No me tomes por boludo que te voy a cagar a trompadas, pelotudo.
Iniciado por Negro Fontanarrosa
Hace algún tiempo escribí, en una pieza literaria sinceramente inmortal: “Rosario Central no tiene historia. Tiene mitología”. Y esto es así porque sus orígenes, sus avatares y sus formidables campañas están siempre fluctuando entre la realidad y la fantasía, lo palpable y la ficción, lo comprensible y lo inexplicable.¿Cómo no ser hincha, entonces, de un equipo así? ¿Acaso puede evitar, un intelectual sólido y sensible como quien esto escribe, ser captado, atrapado y seducido por una divisa que desde la realidad más palmaria y comprobable se dispara hacia la exageración y la desmesura?
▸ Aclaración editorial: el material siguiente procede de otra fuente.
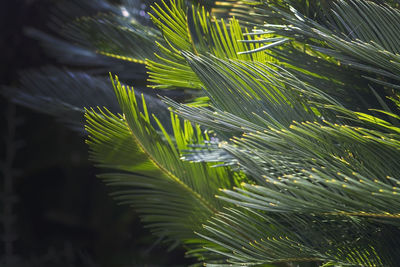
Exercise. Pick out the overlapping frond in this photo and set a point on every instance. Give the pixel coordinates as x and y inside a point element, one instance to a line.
<point>173,196</point>
<point>194,30</point>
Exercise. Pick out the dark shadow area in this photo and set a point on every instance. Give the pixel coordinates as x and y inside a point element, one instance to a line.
<point>54,211</point>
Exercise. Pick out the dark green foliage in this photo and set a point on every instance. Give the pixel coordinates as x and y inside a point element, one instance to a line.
<point>285,147</point>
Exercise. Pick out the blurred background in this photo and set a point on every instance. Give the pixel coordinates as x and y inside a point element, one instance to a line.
<point>53,210</point>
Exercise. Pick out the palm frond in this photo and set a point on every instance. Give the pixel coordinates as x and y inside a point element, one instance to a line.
<point>174,197</point>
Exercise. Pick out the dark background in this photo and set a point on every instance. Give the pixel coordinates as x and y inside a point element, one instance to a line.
<point>54,211</point>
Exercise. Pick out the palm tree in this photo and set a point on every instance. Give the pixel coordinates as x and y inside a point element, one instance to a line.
<point>282,141</point>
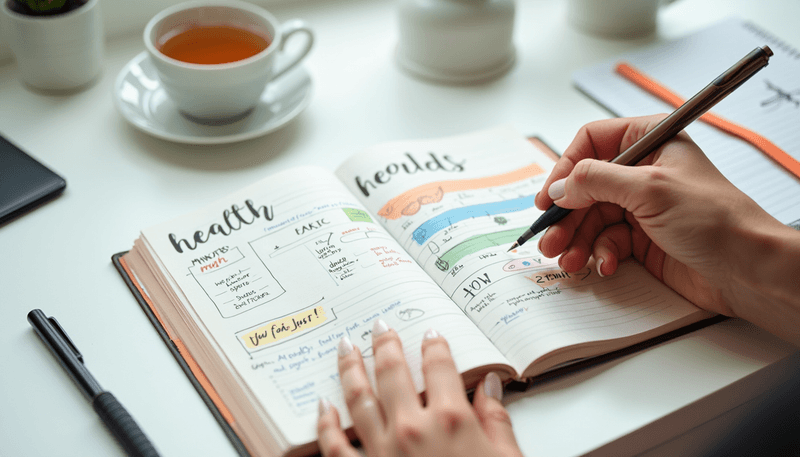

Todo es increíble, todo es sospechoso, mis amigos, en los relatos partidarios de hechos inusitados, de hazañas que rozan lo inconcebible, lo fantasioso y la imaginación pura.
No me tomes por boludo que te voy a cagar a trompadas, pelotudo.
Perdón señor, pero yo soy el cagador a trompadas porque soy malo. Usted es musculoso y no puede desperdiciar su tiempo cagando a trompadas, le recomiendo que vaya al gimnasio a seguir cultivando su físico.